Google Analytics for Science from Scientists

In January, I had an opportunity (through Catchafire) to work with the science education nonprofit Science from Scientists. They had recently set up a Google Analytics property on their web site, and were looking for a volunteer to get things running properly.

Working with their Director of Web Services, I developed:

  • Custom Dashboards to track engagement, donations, lesson plan usage, and geographic interest.
  • Automated email reporting to various staff members and departments.
  • A Campaign Tracking URL builder.
  • Educational screencasts for all of the above.

Today, I’m happy to click the “Project Complete” button at Catchafire, setting Science from Scientists to sail, equipped with a batch of customized data delivery utilities and the educational resources to make use of them in the future.

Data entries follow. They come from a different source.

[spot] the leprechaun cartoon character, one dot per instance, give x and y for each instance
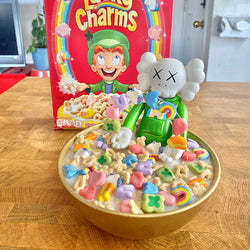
(108, 56)
(164, 79)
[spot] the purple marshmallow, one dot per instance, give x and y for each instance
(125, 191)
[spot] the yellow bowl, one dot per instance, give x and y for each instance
(139, 226)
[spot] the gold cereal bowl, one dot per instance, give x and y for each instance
(138, 226)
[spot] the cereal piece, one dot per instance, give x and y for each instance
(149, 188)
(136, 149)
(125, 176)
(97, 178)
(75, 162)
(143, 157)
(134, 208)
(165, 174)
(154, 147)
(204, 164)
(192, 144)
(156, 181)
(195, 168)
(183, 195)
(202, 153)
(153, 203)
(80, 182)
(181, 171)
(124, 206)
(137, 179)
(105, 192)
(70, 171)
(112, 125)
(188, 156)
(104, 159)
(164, 187)
(178, 182)
(198, 189)
(91, 160)
(112, 112)
(129, 159)
(125, 191)
(169, 199)
(88, 192)
(113, 178)
(107, 137)
(179, 126)
(141, 141)
(145, 167)
(206, 174)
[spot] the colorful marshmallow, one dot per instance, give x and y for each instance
(183, 195)
(125, 191)
(165, 174)
(153, 203)
(105, 192)
(202, 153)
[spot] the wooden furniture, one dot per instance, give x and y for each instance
(35, 211)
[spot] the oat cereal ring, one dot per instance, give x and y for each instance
(141, 141)
(80, 182)
(181, 171)
(198, 189)
(134, 208)
(206, 174)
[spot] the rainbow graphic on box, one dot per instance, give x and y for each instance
(154, 19)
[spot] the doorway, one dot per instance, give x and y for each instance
(191, 30)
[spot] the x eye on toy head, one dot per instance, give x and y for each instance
(171, 76)
(157, 73)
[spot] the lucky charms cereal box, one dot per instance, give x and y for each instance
(94, 47)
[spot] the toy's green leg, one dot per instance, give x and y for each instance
(183, 113)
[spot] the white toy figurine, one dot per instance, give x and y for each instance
(165, 78)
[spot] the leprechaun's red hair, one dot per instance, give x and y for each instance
(99, 48)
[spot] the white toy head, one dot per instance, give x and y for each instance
(168, 76)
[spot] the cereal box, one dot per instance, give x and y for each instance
(94, 47)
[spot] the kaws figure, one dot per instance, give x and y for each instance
(165, 78)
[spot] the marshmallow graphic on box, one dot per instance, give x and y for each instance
(152, 4)
(155, 32)
(63, 30)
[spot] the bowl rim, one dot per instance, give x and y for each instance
(211, 189)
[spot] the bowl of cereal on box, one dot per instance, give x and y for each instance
(149, 175)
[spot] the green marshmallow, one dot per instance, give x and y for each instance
(153, 203)
(165, 174)
(112, 125)
(196, 169)
(104, 159)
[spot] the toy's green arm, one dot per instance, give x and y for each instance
(133, 116)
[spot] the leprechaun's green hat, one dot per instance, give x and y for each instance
(107, 39)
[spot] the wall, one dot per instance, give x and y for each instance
(28, 10)
(229, 58)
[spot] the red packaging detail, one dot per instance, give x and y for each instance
(94, 49)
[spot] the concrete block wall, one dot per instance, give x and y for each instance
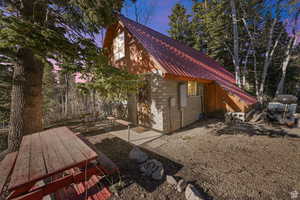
(165, 108)
(166, 117)
(192, 111)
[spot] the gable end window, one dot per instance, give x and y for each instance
(119, 46)
(195, 89)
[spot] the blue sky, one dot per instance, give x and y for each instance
(161, 9)
(160, 12)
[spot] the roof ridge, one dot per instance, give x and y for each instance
(189, 63)
(185, 54)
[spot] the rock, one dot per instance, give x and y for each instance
(191, 193)
(158, 174)
(181, 185)
(152, 168)
(171, 180)
(138, 155)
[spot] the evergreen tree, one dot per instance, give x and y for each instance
(33, 31)
(180, 28)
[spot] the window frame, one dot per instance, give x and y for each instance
(117, 48)
(198, 92)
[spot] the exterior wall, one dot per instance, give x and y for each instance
(136, 60)
(216, 99)
(192, 111)
(162, 110)
(165, 106)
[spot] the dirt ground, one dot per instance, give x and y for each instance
(229, 166)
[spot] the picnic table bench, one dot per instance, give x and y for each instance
(57, 156)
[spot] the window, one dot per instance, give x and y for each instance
(119, 46)
(195, 89)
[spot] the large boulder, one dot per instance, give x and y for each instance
(171, 180)
(138, 155)
(191, 193)
(153, 168)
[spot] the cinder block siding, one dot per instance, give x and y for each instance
(192, 111)
(167, 115)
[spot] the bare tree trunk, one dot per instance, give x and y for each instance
(255, 74)
(268, 59)
(66, 95)
(236, 60)
(252, 42)
(27, 99)
(245, 71)
(285, 63)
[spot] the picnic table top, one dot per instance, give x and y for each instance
(46, 153)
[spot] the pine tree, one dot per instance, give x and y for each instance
(180, 26)
(33, 31)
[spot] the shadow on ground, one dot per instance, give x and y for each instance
(254, 130)
(117, 150)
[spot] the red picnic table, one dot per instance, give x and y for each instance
(49, 154)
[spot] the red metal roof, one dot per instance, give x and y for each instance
(181, 60)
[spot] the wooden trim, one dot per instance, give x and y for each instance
(184, 78)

You can see my Catchafire profile here.

Finding Hospitality in the Numbers

Smart-Phone-Notebook-Pen-and-Open-Laptop-On-Desk

It’s always a funny thing when you find a problem you weren’t expecting – especially when spending time with usage data, taking a moment to blink once or twice and consider why something looks odd can really bear dividends.

When doing a fairly standard rundown of the support statistics for our in-app support, I noticed that, despite making up about 40% of our userbase, our Android app users were submitting as many support requests as our iOS users. This meant that an Android user was almost twice as likely to contact support as an iOS user.

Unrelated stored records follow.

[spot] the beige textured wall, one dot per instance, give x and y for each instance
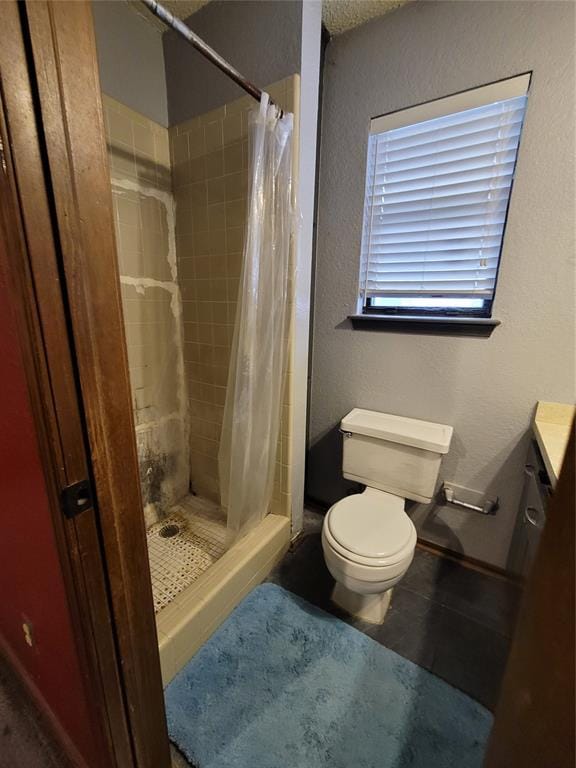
(145, 223)
(209, 156)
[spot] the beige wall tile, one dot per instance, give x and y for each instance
(210, 245)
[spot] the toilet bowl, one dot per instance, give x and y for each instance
(368, 542)
(367, 538)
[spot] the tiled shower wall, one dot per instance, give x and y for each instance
(209, 156)
(145, 225)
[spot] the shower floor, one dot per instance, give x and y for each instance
(183, 545)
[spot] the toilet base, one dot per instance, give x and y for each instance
(370, 608)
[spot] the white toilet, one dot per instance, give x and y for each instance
(368, 539)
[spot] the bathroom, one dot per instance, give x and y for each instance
(345, 541)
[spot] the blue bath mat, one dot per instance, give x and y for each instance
(282, 684)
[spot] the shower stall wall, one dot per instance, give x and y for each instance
(145, 223)
(180, 213)
(209, 157)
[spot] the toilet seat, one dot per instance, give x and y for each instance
(371, 529)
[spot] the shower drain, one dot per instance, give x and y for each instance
(167, 531)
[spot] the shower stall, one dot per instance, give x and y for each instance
(183, 195)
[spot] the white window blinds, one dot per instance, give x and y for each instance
(437, 192)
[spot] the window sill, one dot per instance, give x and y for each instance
(440, 326)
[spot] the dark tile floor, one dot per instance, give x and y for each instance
(450, 619)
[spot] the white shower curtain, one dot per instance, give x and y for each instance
(246, 460)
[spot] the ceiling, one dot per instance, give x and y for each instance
(338, 15)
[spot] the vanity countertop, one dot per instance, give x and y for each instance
(552, 423)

This seemed strange – I did some digging. Was the Android app more difficult to use? The app store rating for the Android app was actually higher than that of the iOS app. It was also noteworthy that the Android users accessed the in-app FAQ about half as much as iOS users – perhaps for some reason Android users tended to speed past the FAQ and go directly to support? Perhaps the FAQ wasn’t displaying properly?

Like anyone feeling stumped, I brought the question to the team, hoping someone would find some insight where I didn’t – and it turned out that our Android application in fact offered more points of access to support than the iOS app – that is, the Android app offered folks a chance to reach support at points of failure and error messages, whereas the iOS device did not. All of these additional access points did not require a customer to go through the usual flow of FAQ before reaching out to support.

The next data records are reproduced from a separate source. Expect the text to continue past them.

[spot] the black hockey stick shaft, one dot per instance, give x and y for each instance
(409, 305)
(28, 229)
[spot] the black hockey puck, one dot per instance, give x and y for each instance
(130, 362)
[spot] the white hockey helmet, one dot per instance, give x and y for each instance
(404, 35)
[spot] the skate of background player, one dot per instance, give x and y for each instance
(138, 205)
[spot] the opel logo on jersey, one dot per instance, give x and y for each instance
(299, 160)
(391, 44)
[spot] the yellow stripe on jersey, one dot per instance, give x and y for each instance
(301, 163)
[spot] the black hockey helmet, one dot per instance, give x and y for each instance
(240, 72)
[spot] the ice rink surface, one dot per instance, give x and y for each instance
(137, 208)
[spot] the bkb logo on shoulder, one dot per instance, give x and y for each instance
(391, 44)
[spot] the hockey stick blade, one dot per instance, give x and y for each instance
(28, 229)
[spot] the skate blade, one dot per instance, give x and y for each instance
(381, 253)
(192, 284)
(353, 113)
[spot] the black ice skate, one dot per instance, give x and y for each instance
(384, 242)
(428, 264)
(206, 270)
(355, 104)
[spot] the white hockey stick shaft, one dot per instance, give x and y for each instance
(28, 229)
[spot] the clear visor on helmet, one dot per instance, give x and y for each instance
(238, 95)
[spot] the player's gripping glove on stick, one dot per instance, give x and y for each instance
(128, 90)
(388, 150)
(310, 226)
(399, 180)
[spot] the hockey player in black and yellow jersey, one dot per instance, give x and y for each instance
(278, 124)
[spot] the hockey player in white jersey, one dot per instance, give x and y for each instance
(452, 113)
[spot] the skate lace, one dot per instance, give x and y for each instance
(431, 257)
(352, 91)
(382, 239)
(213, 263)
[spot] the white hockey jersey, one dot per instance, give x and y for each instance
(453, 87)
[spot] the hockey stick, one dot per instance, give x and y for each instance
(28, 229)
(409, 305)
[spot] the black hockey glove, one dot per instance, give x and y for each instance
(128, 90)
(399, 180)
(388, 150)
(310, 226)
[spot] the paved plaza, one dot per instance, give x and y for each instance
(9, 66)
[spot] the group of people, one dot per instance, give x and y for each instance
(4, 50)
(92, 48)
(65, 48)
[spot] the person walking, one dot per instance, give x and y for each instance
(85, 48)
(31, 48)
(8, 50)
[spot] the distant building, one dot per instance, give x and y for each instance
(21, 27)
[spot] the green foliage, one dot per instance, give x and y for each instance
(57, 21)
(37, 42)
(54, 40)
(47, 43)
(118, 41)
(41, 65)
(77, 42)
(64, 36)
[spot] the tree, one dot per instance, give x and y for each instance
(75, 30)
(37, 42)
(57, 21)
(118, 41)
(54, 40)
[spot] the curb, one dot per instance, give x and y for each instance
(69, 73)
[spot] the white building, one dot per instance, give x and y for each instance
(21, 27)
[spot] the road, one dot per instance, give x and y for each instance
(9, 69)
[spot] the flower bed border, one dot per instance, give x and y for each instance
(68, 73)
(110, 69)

Mystery solved. We’re increasing the number of access points to support in the iOS app.

Working on the mobile apps has revealed to me again and again that the lower the barrier to entry is, the better you’ll be able to hear from your customers. They have a lot of valuable things to say – given the opportunity, they’ll help you to make better things.

If you’re keeping track, yes, this is the second story about working with the mobile team where I end up increasing the number of incoming support requests. Yes, I am the worst.

Getting Started with SQL

Startup Stock Photo

If you’re interested in data, you’re going to have to learn to interact with data one way or another – there are an awful lot of tools out there, and many are optimized for certain professions or fields. The Doctor uses SPSS for her analysis, but she’s an academic psychologist – not a super useful tool for folks interested in growth. For me, working at WordPress.com, SQL seemed like a great place to start, since many of the WordPress foundations are built on plain old SQL tables.

There are lots of places where folks will be very glad to take your money to teach you SQL (or anything else, for that matter) – in matters of education, I would encourage you to examine your options, and to at least get a taste of the no-cost options. With the Internet as it is, there is such a wealth of information and generosity of spirit, a dedicated and motivated learner can often find themselves with more than enough educational resources at their fingertips.

For me, I started with Khan Academy’s Hour of Code on SQL – available here – KA really does a great job, and the subjects they cover are growing every day. Once you’ve spent an hour with them, if you’re following my footsteps anyway, you’d want to move on to SQL Zoo, a wiki-style educational series of problems and a number of different databases to play with.

After SQL Zoo, I’m not sure! Are there other resources that you would recommend for a data-driven autodidact?